When he put his arms around her, she went willingly up against his body. And the next thing she knew, they were kissing, lips melding, tongues meeting.
When they were both breathing hard, he took her hand and drew her over to a door. She had no idea where they were going and didn’t care. Whatever was on the far side was dark, and that meant they could steal some private moments.
Really dark, that was.
As they were shut in together, she could see absolutely nothing, the room they had entered pitch black and then some—and oddly, she was reminded of what it was like to skinny-dip at night, your body floating in a void.

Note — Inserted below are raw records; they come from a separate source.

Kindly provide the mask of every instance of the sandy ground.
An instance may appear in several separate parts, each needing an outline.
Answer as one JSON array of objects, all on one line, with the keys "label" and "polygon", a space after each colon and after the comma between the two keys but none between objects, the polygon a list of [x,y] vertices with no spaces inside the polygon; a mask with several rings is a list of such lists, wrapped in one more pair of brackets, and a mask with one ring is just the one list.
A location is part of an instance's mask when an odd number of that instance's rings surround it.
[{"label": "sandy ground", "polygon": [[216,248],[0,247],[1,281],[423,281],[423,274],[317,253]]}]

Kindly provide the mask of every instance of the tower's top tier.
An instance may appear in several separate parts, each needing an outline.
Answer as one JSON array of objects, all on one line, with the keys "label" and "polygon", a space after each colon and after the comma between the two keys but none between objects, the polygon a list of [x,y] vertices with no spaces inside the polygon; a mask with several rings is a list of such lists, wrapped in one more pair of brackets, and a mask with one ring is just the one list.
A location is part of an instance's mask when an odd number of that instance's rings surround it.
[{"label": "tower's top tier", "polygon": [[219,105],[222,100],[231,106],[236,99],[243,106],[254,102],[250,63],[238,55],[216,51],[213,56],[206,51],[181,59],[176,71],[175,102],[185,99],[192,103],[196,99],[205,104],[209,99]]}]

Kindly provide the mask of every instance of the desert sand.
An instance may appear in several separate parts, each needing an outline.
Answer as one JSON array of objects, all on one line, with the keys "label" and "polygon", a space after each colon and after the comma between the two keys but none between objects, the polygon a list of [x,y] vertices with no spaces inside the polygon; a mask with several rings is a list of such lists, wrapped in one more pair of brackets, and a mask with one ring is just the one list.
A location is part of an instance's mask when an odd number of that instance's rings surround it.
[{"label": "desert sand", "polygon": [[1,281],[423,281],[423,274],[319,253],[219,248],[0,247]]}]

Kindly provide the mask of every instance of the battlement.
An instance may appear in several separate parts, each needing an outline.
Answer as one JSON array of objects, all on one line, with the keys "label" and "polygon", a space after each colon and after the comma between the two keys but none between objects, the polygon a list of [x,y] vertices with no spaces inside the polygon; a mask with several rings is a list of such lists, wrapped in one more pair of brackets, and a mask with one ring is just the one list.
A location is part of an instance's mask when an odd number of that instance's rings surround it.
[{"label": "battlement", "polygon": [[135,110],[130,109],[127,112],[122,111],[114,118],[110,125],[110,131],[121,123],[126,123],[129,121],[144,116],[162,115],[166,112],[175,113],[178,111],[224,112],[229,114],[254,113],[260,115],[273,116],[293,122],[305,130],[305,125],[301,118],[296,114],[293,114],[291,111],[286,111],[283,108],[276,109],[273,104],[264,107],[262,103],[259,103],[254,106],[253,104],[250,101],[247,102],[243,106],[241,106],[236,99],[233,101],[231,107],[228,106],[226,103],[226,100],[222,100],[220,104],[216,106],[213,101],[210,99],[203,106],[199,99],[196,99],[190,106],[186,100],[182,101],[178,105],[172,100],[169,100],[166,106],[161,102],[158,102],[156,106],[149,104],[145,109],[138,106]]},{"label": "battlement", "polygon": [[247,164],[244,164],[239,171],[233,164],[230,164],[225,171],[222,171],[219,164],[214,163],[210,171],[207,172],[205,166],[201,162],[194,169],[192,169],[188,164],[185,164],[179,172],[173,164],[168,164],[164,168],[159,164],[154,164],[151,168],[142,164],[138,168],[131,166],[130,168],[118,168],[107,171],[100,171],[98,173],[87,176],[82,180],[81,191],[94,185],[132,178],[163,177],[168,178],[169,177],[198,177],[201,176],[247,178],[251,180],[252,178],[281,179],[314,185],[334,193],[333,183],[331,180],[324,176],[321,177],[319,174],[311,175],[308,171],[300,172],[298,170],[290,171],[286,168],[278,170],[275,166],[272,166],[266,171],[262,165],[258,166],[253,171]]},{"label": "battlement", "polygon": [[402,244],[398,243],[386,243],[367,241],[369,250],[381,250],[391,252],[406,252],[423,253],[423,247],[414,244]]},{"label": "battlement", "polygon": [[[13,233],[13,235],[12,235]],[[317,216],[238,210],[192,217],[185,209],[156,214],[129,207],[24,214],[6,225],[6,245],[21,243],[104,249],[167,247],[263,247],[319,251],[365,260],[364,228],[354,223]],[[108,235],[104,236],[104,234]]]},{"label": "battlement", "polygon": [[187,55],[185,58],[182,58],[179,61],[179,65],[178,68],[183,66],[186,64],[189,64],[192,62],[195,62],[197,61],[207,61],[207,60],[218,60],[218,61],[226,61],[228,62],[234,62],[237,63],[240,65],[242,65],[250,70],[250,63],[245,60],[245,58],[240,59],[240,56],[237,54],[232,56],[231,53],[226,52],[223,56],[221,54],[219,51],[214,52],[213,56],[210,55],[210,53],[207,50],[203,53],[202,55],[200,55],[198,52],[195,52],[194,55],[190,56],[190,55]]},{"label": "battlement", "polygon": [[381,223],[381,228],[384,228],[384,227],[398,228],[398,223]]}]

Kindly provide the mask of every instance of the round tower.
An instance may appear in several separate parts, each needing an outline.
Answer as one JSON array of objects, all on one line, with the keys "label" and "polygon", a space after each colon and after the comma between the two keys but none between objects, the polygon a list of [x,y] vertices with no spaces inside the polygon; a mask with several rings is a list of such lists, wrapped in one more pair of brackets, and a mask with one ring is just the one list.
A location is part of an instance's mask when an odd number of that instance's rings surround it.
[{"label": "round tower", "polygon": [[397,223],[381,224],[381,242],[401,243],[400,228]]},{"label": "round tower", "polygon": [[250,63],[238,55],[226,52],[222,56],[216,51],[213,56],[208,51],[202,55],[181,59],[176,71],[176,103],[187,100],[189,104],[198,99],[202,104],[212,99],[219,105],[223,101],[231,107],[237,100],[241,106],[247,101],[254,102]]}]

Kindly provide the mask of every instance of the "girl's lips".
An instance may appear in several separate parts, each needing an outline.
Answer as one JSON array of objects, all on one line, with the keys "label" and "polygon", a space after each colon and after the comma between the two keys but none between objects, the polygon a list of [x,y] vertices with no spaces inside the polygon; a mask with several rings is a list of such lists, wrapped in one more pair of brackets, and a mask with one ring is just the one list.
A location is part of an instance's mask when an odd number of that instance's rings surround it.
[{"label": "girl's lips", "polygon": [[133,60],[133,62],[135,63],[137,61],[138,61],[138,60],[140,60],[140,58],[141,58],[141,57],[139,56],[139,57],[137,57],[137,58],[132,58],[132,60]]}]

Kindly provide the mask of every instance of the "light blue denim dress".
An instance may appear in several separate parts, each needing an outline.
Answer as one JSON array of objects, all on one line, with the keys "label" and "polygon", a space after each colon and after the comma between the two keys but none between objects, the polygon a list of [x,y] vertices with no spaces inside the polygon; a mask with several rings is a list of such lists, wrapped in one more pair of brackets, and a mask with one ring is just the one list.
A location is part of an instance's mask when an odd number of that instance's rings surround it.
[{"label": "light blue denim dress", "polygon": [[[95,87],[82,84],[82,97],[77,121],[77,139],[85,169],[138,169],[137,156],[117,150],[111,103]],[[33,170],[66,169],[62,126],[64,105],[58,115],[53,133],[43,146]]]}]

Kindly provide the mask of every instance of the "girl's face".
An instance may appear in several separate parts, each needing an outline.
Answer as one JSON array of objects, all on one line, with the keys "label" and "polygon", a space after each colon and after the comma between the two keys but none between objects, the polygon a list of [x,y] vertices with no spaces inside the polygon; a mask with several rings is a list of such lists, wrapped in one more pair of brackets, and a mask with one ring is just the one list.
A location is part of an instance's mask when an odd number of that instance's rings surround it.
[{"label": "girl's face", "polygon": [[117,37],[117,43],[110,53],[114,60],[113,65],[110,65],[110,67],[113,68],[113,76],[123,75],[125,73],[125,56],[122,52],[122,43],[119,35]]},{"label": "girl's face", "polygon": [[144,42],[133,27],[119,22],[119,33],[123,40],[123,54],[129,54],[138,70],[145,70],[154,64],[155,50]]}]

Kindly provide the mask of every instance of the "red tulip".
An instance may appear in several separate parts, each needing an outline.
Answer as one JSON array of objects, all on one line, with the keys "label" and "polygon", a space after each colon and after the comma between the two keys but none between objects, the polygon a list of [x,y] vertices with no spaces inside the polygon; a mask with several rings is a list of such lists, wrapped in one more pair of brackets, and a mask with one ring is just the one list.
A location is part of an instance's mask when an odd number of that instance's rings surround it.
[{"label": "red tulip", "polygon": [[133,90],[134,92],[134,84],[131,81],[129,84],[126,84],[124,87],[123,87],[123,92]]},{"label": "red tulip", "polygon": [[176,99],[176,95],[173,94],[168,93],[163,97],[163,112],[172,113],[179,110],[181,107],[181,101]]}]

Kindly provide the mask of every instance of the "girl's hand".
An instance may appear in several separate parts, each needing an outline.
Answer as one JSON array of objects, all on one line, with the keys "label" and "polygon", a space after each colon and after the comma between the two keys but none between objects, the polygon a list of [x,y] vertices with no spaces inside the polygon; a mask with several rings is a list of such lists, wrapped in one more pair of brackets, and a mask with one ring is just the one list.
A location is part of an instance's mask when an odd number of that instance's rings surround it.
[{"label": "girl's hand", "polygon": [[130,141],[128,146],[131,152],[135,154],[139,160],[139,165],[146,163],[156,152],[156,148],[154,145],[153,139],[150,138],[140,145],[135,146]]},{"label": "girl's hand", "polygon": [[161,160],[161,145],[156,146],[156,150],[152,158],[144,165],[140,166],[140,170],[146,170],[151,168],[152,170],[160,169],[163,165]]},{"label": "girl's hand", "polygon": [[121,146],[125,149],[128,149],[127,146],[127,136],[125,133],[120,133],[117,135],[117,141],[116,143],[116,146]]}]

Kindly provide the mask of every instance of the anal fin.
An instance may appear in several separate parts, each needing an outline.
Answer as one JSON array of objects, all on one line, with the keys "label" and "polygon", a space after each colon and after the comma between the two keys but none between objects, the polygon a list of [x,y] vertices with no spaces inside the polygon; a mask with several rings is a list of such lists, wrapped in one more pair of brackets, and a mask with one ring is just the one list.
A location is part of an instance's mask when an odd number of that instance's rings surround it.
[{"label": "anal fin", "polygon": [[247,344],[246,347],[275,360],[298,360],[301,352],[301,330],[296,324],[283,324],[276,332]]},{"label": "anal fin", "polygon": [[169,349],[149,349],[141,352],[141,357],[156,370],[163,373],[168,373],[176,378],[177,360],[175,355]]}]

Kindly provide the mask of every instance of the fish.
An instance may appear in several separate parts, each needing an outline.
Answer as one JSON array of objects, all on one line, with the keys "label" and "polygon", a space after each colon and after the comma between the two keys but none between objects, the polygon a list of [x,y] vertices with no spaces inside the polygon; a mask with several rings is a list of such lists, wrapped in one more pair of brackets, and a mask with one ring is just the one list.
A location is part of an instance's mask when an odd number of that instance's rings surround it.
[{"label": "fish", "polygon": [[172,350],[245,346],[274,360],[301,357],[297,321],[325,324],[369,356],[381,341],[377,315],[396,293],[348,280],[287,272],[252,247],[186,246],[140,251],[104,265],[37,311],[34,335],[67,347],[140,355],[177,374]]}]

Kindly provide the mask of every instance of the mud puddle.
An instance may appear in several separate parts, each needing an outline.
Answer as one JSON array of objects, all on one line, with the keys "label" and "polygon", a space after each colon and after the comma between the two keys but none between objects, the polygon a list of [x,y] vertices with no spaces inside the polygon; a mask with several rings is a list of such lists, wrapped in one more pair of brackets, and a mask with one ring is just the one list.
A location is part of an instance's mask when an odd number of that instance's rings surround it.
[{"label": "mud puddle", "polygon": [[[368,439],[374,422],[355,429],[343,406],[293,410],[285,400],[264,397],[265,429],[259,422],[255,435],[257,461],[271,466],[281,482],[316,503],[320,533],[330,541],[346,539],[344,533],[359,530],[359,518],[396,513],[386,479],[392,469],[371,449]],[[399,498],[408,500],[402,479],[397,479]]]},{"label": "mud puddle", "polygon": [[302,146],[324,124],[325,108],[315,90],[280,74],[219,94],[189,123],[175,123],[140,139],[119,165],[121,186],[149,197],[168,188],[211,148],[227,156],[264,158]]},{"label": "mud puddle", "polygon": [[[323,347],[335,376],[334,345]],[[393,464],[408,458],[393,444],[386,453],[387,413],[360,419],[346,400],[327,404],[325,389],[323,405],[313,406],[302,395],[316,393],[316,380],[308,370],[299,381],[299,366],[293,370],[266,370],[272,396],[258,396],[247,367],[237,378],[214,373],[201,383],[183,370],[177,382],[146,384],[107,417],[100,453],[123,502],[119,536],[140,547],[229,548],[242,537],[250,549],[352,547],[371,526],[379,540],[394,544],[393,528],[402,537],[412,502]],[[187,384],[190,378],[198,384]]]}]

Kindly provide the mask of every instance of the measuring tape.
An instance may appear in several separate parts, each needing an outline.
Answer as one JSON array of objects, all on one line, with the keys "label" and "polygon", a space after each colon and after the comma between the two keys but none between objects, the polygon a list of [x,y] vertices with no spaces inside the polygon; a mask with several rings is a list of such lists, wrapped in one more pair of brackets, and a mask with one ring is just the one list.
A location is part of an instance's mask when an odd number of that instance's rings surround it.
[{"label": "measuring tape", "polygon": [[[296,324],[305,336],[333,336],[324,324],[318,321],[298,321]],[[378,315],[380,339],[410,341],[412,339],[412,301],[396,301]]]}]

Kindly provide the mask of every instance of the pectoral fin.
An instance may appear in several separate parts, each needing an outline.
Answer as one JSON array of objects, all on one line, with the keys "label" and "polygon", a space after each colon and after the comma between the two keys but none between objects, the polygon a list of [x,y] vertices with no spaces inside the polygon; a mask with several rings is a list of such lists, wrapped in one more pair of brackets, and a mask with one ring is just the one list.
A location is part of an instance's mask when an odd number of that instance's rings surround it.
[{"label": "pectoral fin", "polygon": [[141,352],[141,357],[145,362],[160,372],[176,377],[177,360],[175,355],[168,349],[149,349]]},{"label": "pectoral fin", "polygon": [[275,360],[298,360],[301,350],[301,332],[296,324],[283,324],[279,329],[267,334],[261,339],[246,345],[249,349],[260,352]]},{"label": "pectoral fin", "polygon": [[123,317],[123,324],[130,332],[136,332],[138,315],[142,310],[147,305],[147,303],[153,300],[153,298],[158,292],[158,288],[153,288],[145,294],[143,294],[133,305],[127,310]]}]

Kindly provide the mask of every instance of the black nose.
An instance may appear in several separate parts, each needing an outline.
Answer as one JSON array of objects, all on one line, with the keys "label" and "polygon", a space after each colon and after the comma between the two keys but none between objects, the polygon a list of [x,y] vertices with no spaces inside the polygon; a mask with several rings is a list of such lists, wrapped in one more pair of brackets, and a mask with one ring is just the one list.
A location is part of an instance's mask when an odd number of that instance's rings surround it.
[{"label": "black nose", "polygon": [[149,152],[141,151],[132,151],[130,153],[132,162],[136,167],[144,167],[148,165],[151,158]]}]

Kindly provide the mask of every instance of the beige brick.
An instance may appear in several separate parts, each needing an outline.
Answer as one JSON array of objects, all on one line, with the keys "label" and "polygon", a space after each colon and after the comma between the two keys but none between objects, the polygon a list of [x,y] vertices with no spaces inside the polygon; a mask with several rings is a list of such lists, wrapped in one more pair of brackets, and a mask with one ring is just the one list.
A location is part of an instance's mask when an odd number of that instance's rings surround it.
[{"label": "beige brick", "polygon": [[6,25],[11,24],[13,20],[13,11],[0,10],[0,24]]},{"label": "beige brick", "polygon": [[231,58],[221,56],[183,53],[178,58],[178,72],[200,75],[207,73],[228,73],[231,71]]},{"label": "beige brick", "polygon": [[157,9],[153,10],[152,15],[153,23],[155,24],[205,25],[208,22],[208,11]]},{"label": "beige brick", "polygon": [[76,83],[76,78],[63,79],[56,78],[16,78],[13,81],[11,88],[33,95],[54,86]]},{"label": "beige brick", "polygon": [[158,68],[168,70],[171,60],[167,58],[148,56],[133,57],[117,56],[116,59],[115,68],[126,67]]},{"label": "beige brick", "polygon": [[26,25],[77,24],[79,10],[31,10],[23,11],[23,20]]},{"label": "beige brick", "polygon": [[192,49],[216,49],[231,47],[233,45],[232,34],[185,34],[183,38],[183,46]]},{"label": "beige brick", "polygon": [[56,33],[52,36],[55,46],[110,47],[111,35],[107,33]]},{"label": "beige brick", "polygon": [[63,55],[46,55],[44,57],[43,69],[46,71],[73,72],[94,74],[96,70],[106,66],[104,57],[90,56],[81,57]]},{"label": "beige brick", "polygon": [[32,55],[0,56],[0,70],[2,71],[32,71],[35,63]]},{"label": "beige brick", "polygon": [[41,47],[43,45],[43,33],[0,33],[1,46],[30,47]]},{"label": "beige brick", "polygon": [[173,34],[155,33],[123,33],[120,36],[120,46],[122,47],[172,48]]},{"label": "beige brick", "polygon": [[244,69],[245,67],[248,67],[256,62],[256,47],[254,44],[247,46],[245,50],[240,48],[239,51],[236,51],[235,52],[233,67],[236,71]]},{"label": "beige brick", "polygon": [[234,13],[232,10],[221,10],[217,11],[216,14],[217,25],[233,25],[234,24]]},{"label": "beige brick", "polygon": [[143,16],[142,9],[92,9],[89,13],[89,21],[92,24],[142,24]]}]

At least she didn’t have to worry about sharks in this case. In fact, she wasn’t worried about anything attacking them. Murhder would take care of it—and defend her.
His hands were rough as he peeled off the top half of the scrubs she’d borrowed after she’d taken a quick shower during the day … his nimble fingers shedding the baggy layers, finding her skin. The fact that she was blind in the darkness meant every stroke of his was magnified, and when he captured her breast in his palm, she gasped against his mouth.
She was sloppy with the buttons of his fine silk shirt, impatient, fumbling. When he helped by yanking the thing off, a tear sounded out. And then they were kissing again, the bottoms to the scrubs disappearing, his slacks getting unbuttoned at the waist and falling down to his shoes.
Murhder picked her up and she straddled his hips, his strong arms holding her off the floor. His penetration was a firebrand, nothing slow and gentle this time, his arousal entering her on a one-stroke that went so deep, she nearly orgasmed then and there. Desperate to find a good rhythm, he shuffled them over to a wall, the hard, cool surface hitting her bare back as he braced her against it. Then he pumped into her, his body working hard, churning, dominating.
She held on for dear life.
And only wanted more.
Linking her arms around the back of his neck, she put her face in his long hair. He’d shampooed it, and it was still damp underneath, and she breathed in the scent of—no, that wasn’t shampoo. That was him.